Parasite lysate was sonicated three minutes on ice using a high intensity ultrasonic processor (Scientz) in lysis buffer (1% SDS, 1% protease inhibitor cocktail, 1% phosphatase inhibitor for phosphorylation). The debris was removed by centrifugation at 12,000 × g for 10 min at 4 °C. The supernatant was collected and protein concentration was determined with BCA kit according to the manufacturer’s instructions.

For trypsin digestion, 1 volume of pre-cooled acetone was added to the protein sample. The samples were then vortexed, followed by the addition of 4 volumes of pre-cooled acetone and precipitation at –20 °C for 2 h. The protein sample was then redissolved in 200 mM TEAB and ultrasonically dispersed. Trypsin was added at 1:50 trypsin-to-protein mass ratio for the first digestion overnight. The sample was reduced with 5 mM dithiothreitol for 60 min at 37 °C and alkylated with 11 mM iodoacetamide for 45 min at room temperature in the dark. Finally, the peptides were desalted by using a Strata X SPE column.

Phosphopeptide enrichment

Peptide mixtures were first incubated with IMAC microspheres’ suspension with vibration in loading buffer (50% acetonitrile/0.5% acetic acid). To remove non-specifically adsorbed peptides, IMAC microspheres were sequentially washed with 50% acetonitrile/0.5% acetic acid and 30% acetonitrile/0.1% trifluoroacetic acid. Then, an elution buffer containing 10% NHOH was added and the enriched phosphopeptides were eluted with vibration. The supernatant containing phosphopeptides was collected and lyophilized for LC-MS/MS analysis.

LC-MS/MS analysis and data processing

The tryptic peptides were dissolved in solvent A (0.1% formic acid and 2% acetonitrile), loaded onto a home-made reversed-phase analytical column (15-cm length, 75 μm i.d.). The gradient involved an increase from 7% to 11% solvent B (0.1% formic acid in 90% acetonitrile) over 4 min, 11% to 32% in 50 min and climbing to 80% in 3 min then holding at 80% for the last 3 min, all at a constant flow rate of 500 nL/min on an EASY-nLC 1200 system. The peptides were subjected to NSI source followed by tandem mass spectrometry (MS/MS) in Exploris 480 (Thermo) coupled online to the EASY-nLC. The electrospray voltage applied was 2.3 kV. The m/z scan range was 400–1200 for full scan, and intact peptides were detected in the Orbitrap at a resolution of 60,000. Peptides were then selected for MS/MS using NCE setting as 35 and the fragments were detected in the Orbitrap at a resolution of 15,000. A data-dependent procedure alternating between MS scan was driven by 1 s cycle time method with 30 s dynamic exclusion. Automatic gain control (AGC) was set at 5E4. Fixed first mass was set as 110 m/z.
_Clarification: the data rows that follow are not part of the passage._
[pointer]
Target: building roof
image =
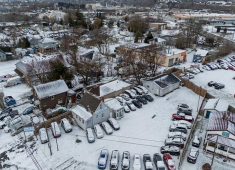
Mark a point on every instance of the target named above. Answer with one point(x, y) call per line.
point(222, 121)
point(164, 80)
point(202, 53)
point(90, 101)
point(216, 104)
point(81, 112)
point(50, 89)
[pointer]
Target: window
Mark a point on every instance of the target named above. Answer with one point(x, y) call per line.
point(225, 134)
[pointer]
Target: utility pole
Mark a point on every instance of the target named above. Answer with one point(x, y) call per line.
point(214, 152)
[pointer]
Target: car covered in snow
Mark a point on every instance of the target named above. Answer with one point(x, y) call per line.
point(148, 165)
point(136, 162)
point(107, 128)
point(102, 161)
point(125, 164)
point(182, 116)
point(114, 124)
point(98, 131)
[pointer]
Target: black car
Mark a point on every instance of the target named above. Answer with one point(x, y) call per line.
point(211, 83)
point(148, 98)
point(219, 86)
point(137, 103)
point(173, 150)
point(157, 160)
point(142, 100)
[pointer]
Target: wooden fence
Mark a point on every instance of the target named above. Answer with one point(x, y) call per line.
point(47, 124)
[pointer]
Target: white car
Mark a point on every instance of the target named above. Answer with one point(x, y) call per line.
point(98, 131)
point(43, 135)
point(107, 128)
point(184, 122)
point(136, 162)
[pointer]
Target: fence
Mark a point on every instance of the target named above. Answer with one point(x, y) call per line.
point(47, 124)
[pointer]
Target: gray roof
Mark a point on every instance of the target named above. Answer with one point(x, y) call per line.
point(50, 89)
point(90, 101)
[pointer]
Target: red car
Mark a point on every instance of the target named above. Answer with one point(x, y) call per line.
point(169, 161)
point(182, 116)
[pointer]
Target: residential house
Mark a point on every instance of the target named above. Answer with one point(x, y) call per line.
point(200, 55)
point(220, 134)
point(214, 105)
point(51, 94)
point(47, 45)
point(173, 56)
point(115, 107)
point(108, 90)
point(90, 111)
point(162, 84)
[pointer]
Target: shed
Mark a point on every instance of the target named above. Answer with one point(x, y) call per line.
point(215, 105)
point(162, 84)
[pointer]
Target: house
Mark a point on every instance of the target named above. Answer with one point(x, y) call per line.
point(47, 45)
point(108, 90)
point(173, 56)
point(215, 105)
point(90, 111)
point(3, 56)
point(162, 84)
point(51, 94)
point(115, 107)
point(200, 55)
point(220, 134)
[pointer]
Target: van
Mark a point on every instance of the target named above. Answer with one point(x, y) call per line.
point(55, 130)
point(13, 81)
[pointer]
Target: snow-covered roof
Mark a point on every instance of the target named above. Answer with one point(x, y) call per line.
point(113, 103)
point(216, 104)
point(50, 89)
point(81, 112)
point(202, 52)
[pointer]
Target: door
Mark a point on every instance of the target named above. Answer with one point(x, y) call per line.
point(208, 114)
point(171, 62)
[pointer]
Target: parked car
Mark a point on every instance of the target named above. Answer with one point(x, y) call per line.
point(114, 124)
point(211, 83)
point(178, 128)
point(193, 154)
point(182, 116)
point(66, 125)
point(125, 164)
point(157, 159)
point(107, 128)
point(43, 135)
point(197, 141)
point(35, 120)
point(102, 161)
point(131, 106)
point(90, 136)
point(175, 142)
point(136, 162)
point(28, 110)
point(170, 164)
point(219, 86)
point(114, 160)
point(148, 165)
point(143, 89)
point(141, 99)
point(98, 131)
point(137, 103)
point(184, 122)
point(173, 150)
point(177, 135)
point(55, 130)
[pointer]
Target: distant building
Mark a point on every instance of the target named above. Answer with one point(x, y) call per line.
point(162, 84)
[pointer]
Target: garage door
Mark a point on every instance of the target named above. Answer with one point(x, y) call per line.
point(171, 62)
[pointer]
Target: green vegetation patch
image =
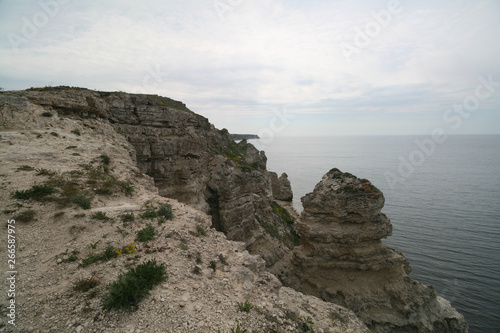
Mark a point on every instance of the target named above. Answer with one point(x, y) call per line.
point(109, 253)
point(133, 286)
point(84, 285)
point(36, 192)
point(146, 234)
point(25, 216)
point(100, 216)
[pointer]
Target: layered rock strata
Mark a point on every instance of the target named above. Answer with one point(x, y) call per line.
point(343, 260)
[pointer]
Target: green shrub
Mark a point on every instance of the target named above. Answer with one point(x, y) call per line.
point(36, 192)
point(245, 307)
point(146, 234)
point(165, 210)
point(82, 200)
point(85, 285)
point(25, 216)
point(128, 217)
point(149, 214)
point(44, 172)
point(25, 168)
point(105, 159)
point(107, 254)
point(76, 131)
point(134, 285)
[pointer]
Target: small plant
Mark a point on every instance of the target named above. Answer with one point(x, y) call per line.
point(196, 270)
point(82, 200)
point(94, 245)
point(25, 168)
point(146, 234)
point(223, 259)
point(238, 329)
point(25, 216)
point(105, 159)
point(245, 307)
point(150, 213)
point(134, 285)
point(72, 257)
point(336, 316)
point(84, 285)
point(44, 172)
point(165, 210)
point(127, 249)
point(199, 260)
point(109, 253)
point(36, 192)
point(128, 217)
point(100, 216)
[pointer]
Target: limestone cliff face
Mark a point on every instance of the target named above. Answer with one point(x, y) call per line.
point(342, 259)
point(282, 189)
point(187, 157)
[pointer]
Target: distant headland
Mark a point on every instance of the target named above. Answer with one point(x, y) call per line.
point(237, 137)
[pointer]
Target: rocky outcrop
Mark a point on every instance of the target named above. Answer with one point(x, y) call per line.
point(341, 257)
point(343, 260)
point(188, 158)
point(282, 189)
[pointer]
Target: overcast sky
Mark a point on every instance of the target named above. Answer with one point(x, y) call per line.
point(275, 67)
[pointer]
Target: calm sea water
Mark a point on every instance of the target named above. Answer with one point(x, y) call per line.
point(446, 213)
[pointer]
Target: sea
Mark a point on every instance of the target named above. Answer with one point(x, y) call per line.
point(442, 197)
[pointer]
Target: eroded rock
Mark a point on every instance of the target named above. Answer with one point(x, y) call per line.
point(343, 260)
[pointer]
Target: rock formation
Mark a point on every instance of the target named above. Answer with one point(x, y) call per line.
point(282, 189)
point(187, 157)
point(343, 260)
point(341, 257)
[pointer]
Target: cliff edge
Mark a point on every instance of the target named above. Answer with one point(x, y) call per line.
point(130, 154)
point(343, 260)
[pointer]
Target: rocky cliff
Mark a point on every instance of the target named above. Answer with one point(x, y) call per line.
point(334, 251)
point(79, 202)
point(187, 157)
point(343, 260)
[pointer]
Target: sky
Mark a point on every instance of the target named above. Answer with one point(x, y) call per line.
point(272, 67)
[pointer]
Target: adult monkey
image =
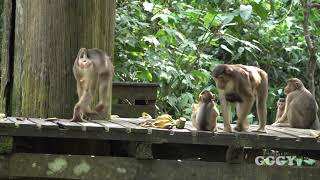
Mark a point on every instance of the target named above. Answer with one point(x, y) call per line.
point(301, 107)
point(241, 85)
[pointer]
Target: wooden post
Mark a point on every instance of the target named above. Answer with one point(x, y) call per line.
point(47, 37)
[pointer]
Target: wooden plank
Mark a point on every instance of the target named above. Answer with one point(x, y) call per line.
point(299, 135)
point(139, 93)
point(131, 127)
point(21, 122)
point(44, 125)
point(6, 123)
point(151, 130)
point(91, 126)
point(123, 168)
point(133, 111)
point(110, 127)
point(68, 125)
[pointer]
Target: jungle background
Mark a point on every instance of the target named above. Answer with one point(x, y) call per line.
point(178, 43)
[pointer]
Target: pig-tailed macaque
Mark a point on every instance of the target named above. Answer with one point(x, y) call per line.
point(204, 115)
point(280, 107)
point(92, 68)
point(242, 85)
point(300, 109)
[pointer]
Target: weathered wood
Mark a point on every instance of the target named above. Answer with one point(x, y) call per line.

Statistics and reproducibility

All statistical analyses were performed using Prism software version 7.01 (GraphPad Software Inc., CA, USA). Tables and Pie charts were visualized with Microsoft Excel. Information including the number of biological replicates, number of observations made, error bars defined and exact statistical tests used can be found in the relevant figure legends. P-values <0.05 were considered significant. All microscopy images are representatives of at least two independent experiments and all experiments resulted in comparable results.

Reporting summary

Further information on research design is available in the Nature Portfolio Reporting Summary linked to this article.